Этой штуки. Астролябии.

«Ты не знаешь, что на подходе, что преследовало меня долгие годы! Я сбила их с твоего следа на несколько недель, когда тебя выкрали, но Тени..!»

Но Тени…

Что там говорил Генри насчет видений Роуз? Что она стала бояться темноты, что ее «посетил» сияющий человек, наславший на нее Тени?

– Как они выглядят? – спросила она. Во дворце Роуз отвлекли нападавщие в черном. Этта тогда приняла их за Айронвудов в форме дворцовой стражи, но… мысли крутились слишком быстро, перебирая возможные варианты. В головоломке не хватало еще одного куска, найдя который, можно сложить картину воедино. Все могло оказаться очень просто… нет, не могло.

Генри не ошибался. Ее мать нуждалась в помощи. Она была убийцей, застрелившей члена собственной семьи – лучшую и единственную подругу дочери.

– Я не… знаю… – сказала Октавия. – Я не… просто держитесь подальше…

– Хорошо, хорошо, – забормотал Джулиан, бросая быстрый взгляд на Этту.

«Но Тени… То, что преследовало меня долгие годы…»

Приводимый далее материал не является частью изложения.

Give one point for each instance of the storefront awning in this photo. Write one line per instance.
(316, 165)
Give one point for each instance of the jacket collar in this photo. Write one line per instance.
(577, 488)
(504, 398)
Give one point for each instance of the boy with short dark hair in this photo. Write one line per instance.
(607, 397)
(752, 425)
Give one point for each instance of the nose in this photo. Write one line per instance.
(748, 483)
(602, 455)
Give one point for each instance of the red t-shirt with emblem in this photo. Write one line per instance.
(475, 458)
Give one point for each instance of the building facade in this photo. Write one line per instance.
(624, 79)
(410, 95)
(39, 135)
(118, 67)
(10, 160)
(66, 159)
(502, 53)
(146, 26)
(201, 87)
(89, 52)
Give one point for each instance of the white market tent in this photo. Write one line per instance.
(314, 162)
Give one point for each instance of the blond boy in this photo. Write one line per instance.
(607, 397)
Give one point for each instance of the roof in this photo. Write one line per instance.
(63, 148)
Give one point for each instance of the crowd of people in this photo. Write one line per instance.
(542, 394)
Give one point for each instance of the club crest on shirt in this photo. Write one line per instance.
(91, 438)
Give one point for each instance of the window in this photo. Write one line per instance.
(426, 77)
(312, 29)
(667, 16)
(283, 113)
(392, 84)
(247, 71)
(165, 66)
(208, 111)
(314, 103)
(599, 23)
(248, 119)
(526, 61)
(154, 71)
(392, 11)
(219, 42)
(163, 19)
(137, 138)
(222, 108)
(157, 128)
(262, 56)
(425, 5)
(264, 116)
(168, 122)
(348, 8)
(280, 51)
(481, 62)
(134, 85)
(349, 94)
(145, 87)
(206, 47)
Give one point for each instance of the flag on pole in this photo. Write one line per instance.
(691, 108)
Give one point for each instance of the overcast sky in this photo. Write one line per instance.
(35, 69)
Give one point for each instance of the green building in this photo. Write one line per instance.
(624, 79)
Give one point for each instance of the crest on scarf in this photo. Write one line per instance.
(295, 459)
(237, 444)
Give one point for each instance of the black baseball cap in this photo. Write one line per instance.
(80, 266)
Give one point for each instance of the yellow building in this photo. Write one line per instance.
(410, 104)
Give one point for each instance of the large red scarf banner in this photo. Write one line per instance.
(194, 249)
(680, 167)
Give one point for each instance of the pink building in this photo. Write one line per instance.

Грудь Октавии мелко трепетала, она снова повернулась к Джулиану, глядя на него круглыми от ужаса и отчаяния глазами и хватая ртом воздух. Джулиан вскочил с табуретки, и Этта успела прийти в бешенство при мысли, что он сейчас кинется к выходу, но он лишь достал из складок одежды все ту же потрепанную записную книжку, вынул огрызок карандаша, привязанный к корешку веревочкой, и бросил дневник на кровать. Блокнотик в мягкой коже раскрылся на незаконченном наброске улицы.

А ведь он художник! Этта уже успела об этом позабыть. Или просто никогда не хотела видеть в нем кого-либо еще кроме труса и бабника, потому что это разрушало удобную картину мира, когда весь ее мир и так рухнул. Будь он изображением, одним из тех, что восстанавливала ее мама в Метрополитене, счищая наслоения времени и грязи, сколько бы ярких красок нашлось под ними?

– Помнишь наш старый дом, нянюшка? Где мы жили рядом с парком, на Шестнадцатой? – его правая ладонь держала ее руку, но левая быстро рисовала на чистом листе.